A stint in the acting program at Flinders University didn’t go so well. “They were moulding us to be a certain kind of actor. I had a hard time because I wasn’t able to hold the whisky glass or the iced tea. I wasn’t able to smoke, I wasn’t able to do all the fine motor skills that came with the kinds of plays they were making.” Dance offered more space for creativity; he also found mentors who told him he had serious talent. So he persevered, but opportunities were limited. “I worked with Force Majeure for a while, but it was sporadic. What I had a hard time with was being part of something so transforming and beautiful and then having to queue up at Centrelink again on Monday morning. That was soul-destroying and I just felt no, I don’t want this for myself.”
In 2010, he moved to Britain and never looked back.

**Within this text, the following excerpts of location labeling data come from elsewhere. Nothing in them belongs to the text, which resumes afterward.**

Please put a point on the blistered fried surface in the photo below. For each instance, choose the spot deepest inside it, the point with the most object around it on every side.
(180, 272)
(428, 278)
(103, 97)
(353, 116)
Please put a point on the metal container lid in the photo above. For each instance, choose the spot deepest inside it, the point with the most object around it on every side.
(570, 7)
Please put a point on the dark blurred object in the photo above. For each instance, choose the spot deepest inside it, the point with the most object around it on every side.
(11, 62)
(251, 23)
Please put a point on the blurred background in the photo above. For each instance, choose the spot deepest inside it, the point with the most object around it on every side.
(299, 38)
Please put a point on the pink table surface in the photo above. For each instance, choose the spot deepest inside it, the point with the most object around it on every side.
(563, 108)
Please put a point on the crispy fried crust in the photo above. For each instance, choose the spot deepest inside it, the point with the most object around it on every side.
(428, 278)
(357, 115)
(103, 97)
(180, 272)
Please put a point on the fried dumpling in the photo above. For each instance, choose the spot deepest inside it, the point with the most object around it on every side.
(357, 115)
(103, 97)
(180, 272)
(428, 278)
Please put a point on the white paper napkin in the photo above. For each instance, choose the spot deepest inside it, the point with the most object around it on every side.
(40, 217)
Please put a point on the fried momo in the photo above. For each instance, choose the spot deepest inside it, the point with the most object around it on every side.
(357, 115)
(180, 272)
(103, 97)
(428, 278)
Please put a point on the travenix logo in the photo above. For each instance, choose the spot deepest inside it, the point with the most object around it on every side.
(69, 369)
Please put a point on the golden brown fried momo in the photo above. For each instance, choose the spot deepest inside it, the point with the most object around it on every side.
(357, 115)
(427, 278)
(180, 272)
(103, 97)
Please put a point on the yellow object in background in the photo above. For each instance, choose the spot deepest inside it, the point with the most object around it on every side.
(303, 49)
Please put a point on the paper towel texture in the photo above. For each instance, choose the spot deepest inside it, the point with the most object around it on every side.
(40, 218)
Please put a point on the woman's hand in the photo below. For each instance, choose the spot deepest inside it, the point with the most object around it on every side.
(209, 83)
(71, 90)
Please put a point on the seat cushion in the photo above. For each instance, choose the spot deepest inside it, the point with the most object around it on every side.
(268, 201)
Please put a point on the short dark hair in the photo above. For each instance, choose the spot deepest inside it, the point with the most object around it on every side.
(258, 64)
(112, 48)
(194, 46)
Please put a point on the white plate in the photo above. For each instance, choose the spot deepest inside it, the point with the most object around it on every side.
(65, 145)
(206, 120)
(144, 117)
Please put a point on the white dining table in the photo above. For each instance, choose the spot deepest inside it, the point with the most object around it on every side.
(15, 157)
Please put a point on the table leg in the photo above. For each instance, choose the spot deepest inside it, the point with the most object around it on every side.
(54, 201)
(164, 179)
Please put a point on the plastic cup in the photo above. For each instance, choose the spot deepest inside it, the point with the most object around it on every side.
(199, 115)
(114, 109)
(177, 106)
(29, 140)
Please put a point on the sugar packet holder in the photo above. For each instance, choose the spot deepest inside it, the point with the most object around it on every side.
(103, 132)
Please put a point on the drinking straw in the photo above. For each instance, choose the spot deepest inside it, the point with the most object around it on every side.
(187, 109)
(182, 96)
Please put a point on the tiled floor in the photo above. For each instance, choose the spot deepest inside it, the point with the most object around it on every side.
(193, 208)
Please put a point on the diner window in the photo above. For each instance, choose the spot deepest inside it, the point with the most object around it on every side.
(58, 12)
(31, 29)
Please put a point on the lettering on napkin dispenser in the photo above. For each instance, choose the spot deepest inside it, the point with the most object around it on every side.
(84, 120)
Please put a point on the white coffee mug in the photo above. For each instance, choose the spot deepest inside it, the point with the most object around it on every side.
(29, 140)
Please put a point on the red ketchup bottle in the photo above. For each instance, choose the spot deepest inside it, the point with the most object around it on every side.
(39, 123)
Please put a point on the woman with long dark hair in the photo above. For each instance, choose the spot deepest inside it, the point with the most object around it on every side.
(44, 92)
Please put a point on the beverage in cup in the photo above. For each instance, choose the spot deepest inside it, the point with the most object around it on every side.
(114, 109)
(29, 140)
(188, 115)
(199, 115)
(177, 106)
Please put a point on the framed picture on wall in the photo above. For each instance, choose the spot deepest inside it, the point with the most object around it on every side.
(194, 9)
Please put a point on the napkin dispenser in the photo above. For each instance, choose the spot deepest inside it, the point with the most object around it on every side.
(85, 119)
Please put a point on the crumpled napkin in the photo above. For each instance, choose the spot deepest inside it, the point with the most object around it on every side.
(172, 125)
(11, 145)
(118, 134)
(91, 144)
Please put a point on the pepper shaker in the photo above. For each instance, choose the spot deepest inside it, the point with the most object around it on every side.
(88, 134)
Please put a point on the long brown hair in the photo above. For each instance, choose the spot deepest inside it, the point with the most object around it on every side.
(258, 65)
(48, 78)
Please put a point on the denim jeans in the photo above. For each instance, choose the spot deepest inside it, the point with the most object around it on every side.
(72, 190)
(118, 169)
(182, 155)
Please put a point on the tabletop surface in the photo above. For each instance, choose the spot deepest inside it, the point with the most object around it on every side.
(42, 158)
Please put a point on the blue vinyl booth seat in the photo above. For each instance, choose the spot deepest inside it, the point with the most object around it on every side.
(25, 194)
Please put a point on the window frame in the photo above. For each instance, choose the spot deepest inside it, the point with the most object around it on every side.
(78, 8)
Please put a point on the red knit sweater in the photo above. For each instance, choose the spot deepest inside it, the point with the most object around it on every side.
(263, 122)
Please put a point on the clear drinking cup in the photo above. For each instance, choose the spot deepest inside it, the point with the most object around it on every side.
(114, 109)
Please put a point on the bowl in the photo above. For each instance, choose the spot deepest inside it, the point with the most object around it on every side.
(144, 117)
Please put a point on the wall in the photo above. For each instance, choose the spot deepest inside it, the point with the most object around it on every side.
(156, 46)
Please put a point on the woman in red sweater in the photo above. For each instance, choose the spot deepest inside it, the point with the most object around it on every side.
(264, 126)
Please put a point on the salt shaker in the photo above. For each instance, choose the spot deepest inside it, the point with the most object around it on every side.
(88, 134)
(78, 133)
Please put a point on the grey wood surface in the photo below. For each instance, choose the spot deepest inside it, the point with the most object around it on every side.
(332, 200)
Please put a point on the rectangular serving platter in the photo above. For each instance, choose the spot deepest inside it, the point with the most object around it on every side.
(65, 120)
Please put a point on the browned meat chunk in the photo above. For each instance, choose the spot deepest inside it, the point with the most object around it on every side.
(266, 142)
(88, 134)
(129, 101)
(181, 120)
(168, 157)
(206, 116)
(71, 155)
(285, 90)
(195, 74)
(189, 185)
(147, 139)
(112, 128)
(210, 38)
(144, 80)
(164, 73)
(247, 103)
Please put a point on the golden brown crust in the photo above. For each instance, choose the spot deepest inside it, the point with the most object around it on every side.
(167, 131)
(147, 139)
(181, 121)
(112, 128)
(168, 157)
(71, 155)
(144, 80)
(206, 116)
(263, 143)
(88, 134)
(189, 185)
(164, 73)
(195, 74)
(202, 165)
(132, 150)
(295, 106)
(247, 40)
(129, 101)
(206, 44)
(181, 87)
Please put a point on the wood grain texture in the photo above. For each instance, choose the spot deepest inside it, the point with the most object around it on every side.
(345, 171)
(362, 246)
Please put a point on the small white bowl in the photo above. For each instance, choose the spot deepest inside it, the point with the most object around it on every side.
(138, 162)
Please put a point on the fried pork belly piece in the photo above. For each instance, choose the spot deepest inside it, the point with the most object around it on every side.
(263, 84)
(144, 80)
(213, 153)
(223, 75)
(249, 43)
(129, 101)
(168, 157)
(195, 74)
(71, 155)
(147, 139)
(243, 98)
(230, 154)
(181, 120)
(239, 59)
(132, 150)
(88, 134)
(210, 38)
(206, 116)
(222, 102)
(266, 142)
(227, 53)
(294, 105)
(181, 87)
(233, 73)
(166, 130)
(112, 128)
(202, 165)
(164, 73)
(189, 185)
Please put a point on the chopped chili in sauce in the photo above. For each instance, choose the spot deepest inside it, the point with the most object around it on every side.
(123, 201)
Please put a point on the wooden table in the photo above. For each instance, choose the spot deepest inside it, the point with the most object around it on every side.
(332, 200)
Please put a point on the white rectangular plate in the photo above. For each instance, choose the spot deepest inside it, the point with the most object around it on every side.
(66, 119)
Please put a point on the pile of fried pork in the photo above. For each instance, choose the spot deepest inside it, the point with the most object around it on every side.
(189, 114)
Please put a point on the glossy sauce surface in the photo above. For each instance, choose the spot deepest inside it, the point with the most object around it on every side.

Last year he formed his own company, which now has a three-year deal with a venue in Hamburg, and he has a home in Manchester, where we meet.
With his most recent shows, he has found himself returning to drama, albeit as a dance hybrid, because there are stories he wants to tell. “I’m coming back to text because I am able to say exactly what it is I want to say and the audience not being able to misunderstand. Because with dance, ‘Oh yeah, it could be that or it could be that’. It’s up to the audience to make it mean whatever they want it to. But I want them to walk away with this message.”
He has been rethinking theatre, taking his body as a starting point rather than trying to force it to conform to other people’s demands. Acting, he realises, can be whatever he wants it to be. “And I think we’re able to have a more nuanced conversation because we’re getting beyond, ‘Oh, how lovely, there’s a disabled person on stage!’”
Being based in Europe makes it easy to cultivate international relationships. “But having said that, being back in Australia recently at World Pride, I really noticed a big shift there. More opportunities are being given to disabled artists; disabled actors are being taken more seriously. The fact that we got a spot in the main programme in RISING – even being interviewed by someone who writes for The Age - is huge for me.,” he says.
“As a boy, sitting in my loungeroom in Whyalla, I didn’t think this would be possible for me. And I think, well, I was right to want this for myself as a 15-year-old. I was right to want to go to drama school. I was right to go against the grain. Right to have those conversations with my mother and grandmother, saying that while I know it’s hard, this is what I want to do. Because that persistence has paid off.”